In September 2021, because of the trade wars between the U.S. and China, the U.S. Government imposed restrictions on China’s largest chip manufacturer, which made it harder to sell their products to the American companies. These restrictions made American companies get their supplies from other countries, like Taiwan, which are at maximum capacity and already struggling to meet the demand.

Last, but certainly not least, the war between Russia and Ukraine has also affected semiconductor production as Ukraine is a major exporter of neon. Ukraine produces more than half of the global neon supply as a byproduct of the Russian steel industry, and as much as 90% of the semiconductor-grade neon used in the United States historically. Russia also exports metals used in certain chip components, which now are affected by trade sanctions from western governments.

With these issues in mind, the production capacity couldn’t keep up with the demand and has made a global microchip crisis inevitable. Automotive and consumer electronics industries are the ones most effected and most struggled industries among many others.
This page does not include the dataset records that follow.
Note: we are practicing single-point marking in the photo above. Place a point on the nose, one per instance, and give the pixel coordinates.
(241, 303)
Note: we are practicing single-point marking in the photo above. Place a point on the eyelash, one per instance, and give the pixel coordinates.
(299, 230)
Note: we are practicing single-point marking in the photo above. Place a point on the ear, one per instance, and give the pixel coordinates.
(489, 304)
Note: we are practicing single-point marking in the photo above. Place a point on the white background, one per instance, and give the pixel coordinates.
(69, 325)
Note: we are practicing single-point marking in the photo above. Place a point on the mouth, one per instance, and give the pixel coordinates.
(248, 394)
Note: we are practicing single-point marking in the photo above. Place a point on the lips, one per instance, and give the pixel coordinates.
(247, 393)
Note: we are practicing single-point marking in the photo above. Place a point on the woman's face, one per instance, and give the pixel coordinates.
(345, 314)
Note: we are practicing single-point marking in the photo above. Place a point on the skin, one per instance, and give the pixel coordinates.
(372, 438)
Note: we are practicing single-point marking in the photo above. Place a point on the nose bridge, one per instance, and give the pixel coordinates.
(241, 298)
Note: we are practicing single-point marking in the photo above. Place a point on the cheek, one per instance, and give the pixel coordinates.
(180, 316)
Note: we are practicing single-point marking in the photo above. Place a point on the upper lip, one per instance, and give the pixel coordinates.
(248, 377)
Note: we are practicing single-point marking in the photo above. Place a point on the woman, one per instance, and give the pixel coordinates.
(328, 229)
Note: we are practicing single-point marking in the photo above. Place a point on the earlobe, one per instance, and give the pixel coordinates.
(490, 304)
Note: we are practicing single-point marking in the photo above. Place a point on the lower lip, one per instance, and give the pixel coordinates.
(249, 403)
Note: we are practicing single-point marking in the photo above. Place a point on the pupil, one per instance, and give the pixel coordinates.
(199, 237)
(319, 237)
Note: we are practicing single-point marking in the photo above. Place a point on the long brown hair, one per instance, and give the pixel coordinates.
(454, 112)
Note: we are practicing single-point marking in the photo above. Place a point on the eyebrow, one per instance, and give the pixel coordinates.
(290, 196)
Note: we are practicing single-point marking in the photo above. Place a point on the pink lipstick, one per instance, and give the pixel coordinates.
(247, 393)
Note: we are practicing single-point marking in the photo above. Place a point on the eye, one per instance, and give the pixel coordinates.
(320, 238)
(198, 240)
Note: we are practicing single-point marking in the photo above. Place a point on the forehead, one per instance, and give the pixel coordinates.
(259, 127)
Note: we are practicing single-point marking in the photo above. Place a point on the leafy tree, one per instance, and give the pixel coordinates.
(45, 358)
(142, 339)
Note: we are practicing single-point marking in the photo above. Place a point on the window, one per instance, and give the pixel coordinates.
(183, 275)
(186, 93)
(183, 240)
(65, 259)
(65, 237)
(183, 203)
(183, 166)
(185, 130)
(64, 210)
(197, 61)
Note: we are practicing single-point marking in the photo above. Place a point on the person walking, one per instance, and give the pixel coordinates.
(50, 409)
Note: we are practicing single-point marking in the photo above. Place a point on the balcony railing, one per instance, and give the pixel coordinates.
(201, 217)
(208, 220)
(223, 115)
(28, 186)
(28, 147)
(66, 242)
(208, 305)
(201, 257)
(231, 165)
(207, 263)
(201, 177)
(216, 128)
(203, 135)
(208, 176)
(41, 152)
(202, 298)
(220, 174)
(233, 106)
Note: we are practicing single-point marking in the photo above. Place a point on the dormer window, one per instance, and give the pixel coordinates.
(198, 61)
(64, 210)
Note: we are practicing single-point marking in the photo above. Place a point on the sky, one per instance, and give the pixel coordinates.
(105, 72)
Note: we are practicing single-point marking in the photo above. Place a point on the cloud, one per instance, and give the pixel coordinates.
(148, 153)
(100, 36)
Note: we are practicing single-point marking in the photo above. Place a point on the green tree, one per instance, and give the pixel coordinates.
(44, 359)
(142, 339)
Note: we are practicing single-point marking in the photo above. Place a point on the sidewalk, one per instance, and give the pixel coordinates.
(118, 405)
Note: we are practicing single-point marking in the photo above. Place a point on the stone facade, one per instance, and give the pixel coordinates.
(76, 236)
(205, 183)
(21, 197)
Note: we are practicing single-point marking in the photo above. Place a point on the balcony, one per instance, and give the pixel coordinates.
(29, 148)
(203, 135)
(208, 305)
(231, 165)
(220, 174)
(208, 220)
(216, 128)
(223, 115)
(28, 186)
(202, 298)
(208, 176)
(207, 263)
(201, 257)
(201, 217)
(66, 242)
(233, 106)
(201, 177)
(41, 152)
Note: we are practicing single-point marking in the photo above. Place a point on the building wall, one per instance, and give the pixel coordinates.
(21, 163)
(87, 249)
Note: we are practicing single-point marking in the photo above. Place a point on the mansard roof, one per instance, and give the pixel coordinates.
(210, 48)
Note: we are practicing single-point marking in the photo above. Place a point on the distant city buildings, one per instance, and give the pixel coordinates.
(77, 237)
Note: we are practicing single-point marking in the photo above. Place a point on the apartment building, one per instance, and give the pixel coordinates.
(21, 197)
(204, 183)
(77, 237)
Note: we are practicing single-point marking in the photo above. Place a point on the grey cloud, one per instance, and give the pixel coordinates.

Microchips are used in almost every electronic device we use today, including smartphones, gaming consoles, cars, and medical equipment, not to mention weaponry. It’s no surprise that all the manufacturers are having troubles because of global microchip crisis.

Changes to the Changing Landscape

While it has been almost two years since the global microchip shortage has started, the U.S. House of Representatives passed a historic bill on last Thursday, July 27th, which will accelerate and strengthen the manufacturing of semiconductors in America by providing billions of dollars in subsidies to the domestic microchip manufacturing companies.

The CHIPS for America Act, short for the Creating Helpful Incentives to Produce Semiconductors for America Act, will incentivize domestic microchip companies to design, research, develop, and manufacture semiconductors. It aims to increase the supply of microchips and market share of the U.S. in the global market. The Act will also provide billions of dollars in tax credits to encourage investment in chip manufacturing.

The legislation which also aims to make the U.S. less reliant on other countries such as China for manufacturing, was passed hours after Biden had a telephone call with Chinese President Xi Jinping. It sets up to be another move from the U.S. in its ongoing trade war with China. Biden has also tweeted the sentiment of this act, seen below, stating that from now the U.S. Government will work for bringing microchip manufacturers back home.

It “is exactly what we need to be doing to grow our economy right now,” Biden said in a statement after the vote. “I look forward to signing this bill into law.” The legislation is on Biden’s desk now, just awaiting for his signature to become law.